The UN’s founders predicted as much when they created the Security Council. The idea was to establish an elite body to tackle the world’s most important issues. The problem is that the composition of the Security Council reflects what the world looked like after the second world war. That world is now more than 60 years old. Missing from the ranks of permanent members are India, Japan, Germany, Brazil and representatives of a more integrated Europe.

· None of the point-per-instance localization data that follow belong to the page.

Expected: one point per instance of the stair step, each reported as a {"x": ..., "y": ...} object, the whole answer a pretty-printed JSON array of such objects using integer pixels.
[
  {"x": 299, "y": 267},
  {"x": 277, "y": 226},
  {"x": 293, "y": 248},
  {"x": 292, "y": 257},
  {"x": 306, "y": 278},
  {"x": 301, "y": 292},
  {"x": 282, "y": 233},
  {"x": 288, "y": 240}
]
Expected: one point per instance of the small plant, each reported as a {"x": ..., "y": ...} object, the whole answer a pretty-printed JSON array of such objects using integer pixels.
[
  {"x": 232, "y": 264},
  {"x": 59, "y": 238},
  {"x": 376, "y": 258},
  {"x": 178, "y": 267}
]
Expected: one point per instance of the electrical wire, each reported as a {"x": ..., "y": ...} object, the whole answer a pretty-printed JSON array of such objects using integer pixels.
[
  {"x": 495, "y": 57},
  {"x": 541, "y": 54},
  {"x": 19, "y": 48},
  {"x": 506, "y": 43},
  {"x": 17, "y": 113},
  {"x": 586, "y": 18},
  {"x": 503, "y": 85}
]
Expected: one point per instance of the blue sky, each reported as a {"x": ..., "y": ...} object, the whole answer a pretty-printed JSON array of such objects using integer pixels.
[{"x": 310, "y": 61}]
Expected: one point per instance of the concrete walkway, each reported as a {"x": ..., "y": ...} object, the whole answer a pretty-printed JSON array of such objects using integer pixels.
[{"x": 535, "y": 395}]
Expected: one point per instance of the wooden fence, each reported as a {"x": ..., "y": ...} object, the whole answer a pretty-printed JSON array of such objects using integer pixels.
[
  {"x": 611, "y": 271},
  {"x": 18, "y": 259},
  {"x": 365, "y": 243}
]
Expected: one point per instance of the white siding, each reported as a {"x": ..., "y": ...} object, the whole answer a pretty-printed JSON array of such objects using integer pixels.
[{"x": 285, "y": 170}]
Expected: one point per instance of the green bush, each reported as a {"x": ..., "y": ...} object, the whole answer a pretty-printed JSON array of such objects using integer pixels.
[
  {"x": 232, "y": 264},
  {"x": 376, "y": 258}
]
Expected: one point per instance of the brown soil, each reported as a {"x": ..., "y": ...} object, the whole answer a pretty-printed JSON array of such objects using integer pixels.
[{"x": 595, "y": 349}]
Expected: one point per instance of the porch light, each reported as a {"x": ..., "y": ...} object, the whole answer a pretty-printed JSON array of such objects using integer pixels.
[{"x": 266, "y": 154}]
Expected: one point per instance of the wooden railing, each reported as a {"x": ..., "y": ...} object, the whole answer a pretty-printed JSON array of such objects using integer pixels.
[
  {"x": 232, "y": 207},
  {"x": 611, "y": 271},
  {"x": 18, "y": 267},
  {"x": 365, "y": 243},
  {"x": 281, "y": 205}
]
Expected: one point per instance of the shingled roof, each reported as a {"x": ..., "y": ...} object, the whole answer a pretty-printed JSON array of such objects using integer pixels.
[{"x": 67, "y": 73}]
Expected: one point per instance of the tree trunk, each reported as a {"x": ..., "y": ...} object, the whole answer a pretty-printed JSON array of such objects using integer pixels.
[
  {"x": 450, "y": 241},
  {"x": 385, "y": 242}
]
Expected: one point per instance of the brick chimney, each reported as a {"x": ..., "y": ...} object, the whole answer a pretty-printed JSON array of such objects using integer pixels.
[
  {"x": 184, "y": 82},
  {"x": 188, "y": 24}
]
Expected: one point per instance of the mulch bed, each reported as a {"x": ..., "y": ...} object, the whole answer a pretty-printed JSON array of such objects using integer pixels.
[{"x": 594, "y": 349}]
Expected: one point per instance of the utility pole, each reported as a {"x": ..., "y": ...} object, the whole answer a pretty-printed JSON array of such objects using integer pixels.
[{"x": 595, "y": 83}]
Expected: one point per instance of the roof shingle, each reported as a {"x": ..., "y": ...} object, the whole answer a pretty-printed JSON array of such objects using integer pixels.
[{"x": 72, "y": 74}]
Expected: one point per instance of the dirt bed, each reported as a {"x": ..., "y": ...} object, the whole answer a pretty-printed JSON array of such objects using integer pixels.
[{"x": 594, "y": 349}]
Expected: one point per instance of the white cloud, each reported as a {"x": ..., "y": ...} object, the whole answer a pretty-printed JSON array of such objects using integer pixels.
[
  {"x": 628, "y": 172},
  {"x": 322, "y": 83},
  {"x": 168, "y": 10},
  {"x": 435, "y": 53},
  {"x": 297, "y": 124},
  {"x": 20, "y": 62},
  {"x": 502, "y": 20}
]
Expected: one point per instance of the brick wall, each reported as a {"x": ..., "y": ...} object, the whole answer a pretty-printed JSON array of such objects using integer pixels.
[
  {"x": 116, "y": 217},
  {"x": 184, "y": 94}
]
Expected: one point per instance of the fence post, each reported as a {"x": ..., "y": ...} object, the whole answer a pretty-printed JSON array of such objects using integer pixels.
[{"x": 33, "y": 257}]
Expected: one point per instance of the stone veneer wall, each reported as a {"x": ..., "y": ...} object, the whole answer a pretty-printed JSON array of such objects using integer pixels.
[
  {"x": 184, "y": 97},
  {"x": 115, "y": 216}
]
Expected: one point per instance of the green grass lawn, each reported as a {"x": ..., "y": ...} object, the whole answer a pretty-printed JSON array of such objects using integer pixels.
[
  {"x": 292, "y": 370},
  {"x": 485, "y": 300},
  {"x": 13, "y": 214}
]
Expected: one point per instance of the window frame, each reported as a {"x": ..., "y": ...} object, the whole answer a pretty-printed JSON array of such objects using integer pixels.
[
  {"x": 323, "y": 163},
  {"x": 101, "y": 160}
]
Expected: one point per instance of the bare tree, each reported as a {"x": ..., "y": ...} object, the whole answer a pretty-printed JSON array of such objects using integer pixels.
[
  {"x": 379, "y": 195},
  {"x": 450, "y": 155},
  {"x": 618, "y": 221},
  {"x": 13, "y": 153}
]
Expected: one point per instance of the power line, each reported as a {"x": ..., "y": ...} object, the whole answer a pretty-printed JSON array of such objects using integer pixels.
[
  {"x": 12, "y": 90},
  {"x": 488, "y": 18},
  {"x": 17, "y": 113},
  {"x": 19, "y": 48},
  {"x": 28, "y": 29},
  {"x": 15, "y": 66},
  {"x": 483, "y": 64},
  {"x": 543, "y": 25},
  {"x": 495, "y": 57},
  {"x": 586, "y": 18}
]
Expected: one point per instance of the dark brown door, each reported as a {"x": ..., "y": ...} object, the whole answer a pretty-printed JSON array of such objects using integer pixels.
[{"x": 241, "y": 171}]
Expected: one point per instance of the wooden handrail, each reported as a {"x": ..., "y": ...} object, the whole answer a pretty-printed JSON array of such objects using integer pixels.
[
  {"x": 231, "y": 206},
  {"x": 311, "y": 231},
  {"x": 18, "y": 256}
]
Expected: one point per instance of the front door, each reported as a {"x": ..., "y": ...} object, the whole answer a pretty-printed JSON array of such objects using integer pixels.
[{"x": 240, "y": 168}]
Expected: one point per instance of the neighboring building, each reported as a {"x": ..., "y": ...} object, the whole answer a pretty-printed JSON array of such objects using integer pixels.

It was this weakness (along with the inability to agree on the make-up of a reformed Security Council) that in part led to the creation of the Group of Seven and the trilateral process in the 1970s. Japan and the European Commission gained a seat at this important table. Yet over the decades, the G7 also proved inadequate, as it left out such critical countries as China and India. Hence the emergence of the Group of 20 in the midst of the global financial crisis and the Major Economies Forum as concerns over climate change mounted.
It is too soon to judge the impact of these latest versions of elite multilateralism. In the meantime, we are seeing the emergence of multiple innovations. One is regionalism. The proliferation of bilateral and regional trade pacts (most recently in Asia) is in part a reaction to the failure to conclude a global trade accord. Such arrangements are inferior – they do not, for example, normally deal with subsidies, much less cover all products and services. They can also have the perverse effect of retarding trade by discriminating against non-members. But some trade expansion is preferable to none.
A second alternative is functional multilateralism – coalitions of the willing and relevant. A global accord on climate will prove elusive for some time to come. But that need not translate into international inaction. A useful step would be to conclude a global pact to discourage the cutting down and burning of forests, something that accounts for a fifth of the world’s carbon output. Copenhagen made some limited progress here, but more needs to be done to assist such countries as Brazil and Indonesia.
Yet another alternative might be described as informal multilateralism. In many cases it will prove impossible to negotiate international accords that will be approved by national parliaments. Instead, governments would sign up to implementing, as best they can, a series of measures consistent with agreed-upon international norms. We are most likely to see this in the financial realm, where setting standards for the capital requirements of banks, accounting systems and credit ratings would facilitate global economic growth.
None of this – not elitism or regionalism or functionalism or informalism – is a panacea. Such collective action is invariably less inclusive, less comprehensive and less predictable than formal global accords. It can suffer from a lack of legitimacy. But it is doable and desirable, and can lead to or complement classic multilateralism. Multilateralism in the 21st century is, like the century itself, likely to be more fluid and, at times, messy than what we are used to.
The writer is president of the Council on Foreign Relations and author of ‘War of Necessity, War of Choice: A Memoir of Two Iraq Wars’
Copyright The Financial Times Limited 2010
Ye Olde Crabb sez:
Always wrong for the right reasons, the CFR spokesman expresses the case for messy decision-making.